Yes, some essential oils are simply too expensive in terms of cost, but there are some that are still quite affordable, and if the author is just thinking in terms of cost, it seems odd that there isn't some effort made to use a low cost combination of fragrance and oil. (e.g. a rose fragrance oil and lavender essential oil.) At least mentions of possible substitutions in the recipes would be nice.

The section on bath salts and bath bombs is excellent. The bath bombs do require citric acid, but everything else most people will already have in their kitchen.

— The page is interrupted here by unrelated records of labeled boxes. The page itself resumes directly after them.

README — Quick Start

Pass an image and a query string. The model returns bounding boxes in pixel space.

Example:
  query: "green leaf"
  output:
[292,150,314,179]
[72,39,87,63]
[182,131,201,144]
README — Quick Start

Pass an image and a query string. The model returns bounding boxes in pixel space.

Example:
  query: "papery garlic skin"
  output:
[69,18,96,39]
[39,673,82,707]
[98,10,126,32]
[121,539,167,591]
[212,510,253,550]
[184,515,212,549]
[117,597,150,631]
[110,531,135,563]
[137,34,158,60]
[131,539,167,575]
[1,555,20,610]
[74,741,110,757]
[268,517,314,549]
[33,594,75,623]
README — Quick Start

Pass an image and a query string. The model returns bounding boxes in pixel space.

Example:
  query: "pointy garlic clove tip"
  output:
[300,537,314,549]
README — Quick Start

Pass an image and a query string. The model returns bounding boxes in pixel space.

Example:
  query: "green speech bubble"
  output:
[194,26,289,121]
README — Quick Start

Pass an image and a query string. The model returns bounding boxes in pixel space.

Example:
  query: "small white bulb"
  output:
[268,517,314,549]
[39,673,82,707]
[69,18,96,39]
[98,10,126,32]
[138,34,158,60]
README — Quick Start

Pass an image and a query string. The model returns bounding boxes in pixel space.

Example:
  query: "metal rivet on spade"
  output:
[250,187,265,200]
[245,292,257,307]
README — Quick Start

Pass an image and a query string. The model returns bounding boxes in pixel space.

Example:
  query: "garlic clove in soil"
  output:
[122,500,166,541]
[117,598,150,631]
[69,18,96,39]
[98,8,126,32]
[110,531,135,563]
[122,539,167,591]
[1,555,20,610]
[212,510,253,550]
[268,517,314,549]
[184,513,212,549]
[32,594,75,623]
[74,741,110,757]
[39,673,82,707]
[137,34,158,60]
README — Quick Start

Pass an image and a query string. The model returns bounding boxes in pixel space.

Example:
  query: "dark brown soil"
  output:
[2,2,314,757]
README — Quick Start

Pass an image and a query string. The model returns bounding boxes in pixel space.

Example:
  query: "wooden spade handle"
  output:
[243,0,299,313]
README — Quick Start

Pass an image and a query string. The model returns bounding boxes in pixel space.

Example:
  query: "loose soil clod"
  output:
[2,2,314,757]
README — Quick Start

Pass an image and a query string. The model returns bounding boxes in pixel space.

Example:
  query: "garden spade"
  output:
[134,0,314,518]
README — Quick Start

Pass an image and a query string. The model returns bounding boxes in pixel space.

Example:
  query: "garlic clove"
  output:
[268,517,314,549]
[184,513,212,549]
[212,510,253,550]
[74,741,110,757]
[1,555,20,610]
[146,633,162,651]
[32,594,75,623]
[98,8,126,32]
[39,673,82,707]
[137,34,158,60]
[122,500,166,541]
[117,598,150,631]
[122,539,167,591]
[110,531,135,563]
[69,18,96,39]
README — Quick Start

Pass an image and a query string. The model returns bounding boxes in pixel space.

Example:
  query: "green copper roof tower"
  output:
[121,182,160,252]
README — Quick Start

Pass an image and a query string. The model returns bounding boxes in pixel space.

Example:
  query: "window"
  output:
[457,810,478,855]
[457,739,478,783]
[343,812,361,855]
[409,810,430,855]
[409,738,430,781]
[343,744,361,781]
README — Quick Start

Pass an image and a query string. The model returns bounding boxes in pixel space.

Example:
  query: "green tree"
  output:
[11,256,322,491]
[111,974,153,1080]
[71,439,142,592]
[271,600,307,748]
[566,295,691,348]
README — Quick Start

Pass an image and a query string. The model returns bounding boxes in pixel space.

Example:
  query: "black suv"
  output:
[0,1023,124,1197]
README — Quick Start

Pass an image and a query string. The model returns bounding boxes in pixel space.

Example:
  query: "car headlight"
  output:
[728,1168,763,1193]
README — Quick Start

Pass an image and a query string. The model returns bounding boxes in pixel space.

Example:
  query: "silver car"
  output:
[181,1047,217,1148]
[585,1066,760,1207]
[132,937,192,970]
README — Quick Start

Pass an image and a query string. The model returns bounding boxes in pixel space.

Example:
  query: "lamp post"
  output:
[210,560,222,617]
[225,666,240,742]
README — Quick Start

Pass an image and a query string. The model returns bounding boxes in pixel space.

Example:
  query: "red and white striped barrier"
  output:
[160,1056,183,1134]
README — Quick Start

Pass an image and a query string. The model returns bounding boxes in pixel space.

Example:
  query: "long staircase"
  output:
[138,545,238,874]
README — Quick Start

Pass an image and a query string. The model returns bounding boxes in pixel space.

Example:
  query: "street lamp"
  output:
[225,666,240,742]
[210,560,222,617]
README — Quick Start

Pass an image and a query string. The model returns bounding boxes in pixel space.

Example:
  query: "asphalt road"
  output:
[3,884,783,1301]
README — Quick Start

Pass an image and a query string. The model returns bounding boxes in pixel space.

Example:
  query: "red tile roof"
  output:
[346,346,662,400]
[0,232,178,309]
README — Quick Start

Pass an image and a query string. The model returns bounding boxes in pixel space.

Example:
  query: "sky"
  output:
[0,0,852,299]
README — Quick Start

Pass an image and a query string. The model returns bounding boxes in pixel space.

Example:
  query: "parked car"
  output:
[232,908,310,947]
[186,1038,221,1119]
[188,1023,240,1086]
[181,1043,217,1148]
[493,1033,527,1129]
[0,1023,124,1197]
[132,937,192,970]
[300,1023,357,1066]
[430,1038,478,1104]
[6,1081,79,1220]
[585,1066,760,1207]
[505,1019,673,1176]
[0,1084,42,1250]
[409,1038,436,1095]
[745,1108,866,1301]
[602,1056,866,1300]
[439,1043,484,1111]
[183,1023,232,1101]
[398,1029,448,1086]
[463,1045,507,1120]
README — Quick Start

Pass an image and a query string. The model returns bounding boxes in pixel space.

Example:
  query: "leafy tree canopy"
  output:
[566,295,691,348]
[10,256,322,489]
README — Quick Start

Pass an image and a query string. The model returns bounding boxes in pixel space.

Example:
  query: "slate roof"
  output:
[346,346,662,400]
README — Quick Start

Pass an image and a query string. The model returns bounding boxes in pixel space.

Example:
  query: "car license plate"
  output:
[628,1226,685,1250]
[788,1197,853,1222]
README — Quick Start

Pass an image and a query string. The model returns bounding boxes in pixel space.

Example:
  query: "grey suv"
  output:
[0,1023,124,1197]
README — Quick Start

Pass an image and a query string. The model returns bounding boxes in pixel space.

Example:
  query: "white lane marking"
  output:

I've always been interested in herbs and got more interested in essential oils in the home (and soap) after reading A Well-Kept Home : Household Traditions and Simple Secrets from a French Grandmother and The Scented Home by Laura Fronty and Yves Duronsoy, and The Herb Bible (though more for cooking) by Jenny Harding. With the information from those books, i think it might be easy to modify some of the recipes in melt and pour to be more natural.

Only other complaint is the sentence something like, "Do NOT EVER use flavored extracts in your soap," because. . . nope, there's no because, no explanation. . . does she mean because of the alcohol content? Is it because flavored extracts are different than distilled extracts? Does she mean because they're artificial flavors? (what if they're natural?) Is it because they're not oil based? Then what about water based toiletries? That sentence was not very helpful with no "why" explanation.

Those are my only complaints. Otherwise, i still enjoy reading this book (it's one you can flip through over and over for ideas) and would highly recommend it for learning melt and pour soap making techniques.





4 out of 5 stars Good overview with nice colour pics   January 18, 2007
 1 out of 1 found this review helpful

This is a good intro & overview book with the basics on M&P technology and some recipies inside. Illustrations on the glossy paper are fine.

What it lacks is the details about raw materials to be and not to be used, it absolutely misses even the briefest chemistry info.

I would recommend it to soapmaking enthusiasts for home experiments, but not even for the small business. What is really strange as the writer runs exactly that kind of business which needs her expertise...

So I give 4 stars out of 5.



5 out of 5 stars Melt and Pour gives great idea's   November 1, 2006
This is a great book with easy instructions for all ages. I purchased this for my grandaughter but would use it myself.


4 out of 5 stars Good, basic book for easy hand-crafted soap   February 25, 2006
 2 out of 2 found this review helpful

I found this book very helpful for basic techniques. One complaint, however: a list of resources would have been great. There are so many suppliers of melt and pour soap base that it's hard to figure out which soap base to buy. Recommendations would be a real boon. Some other resources for fragrances, essential oils and especially colorants would also be a desirable addition.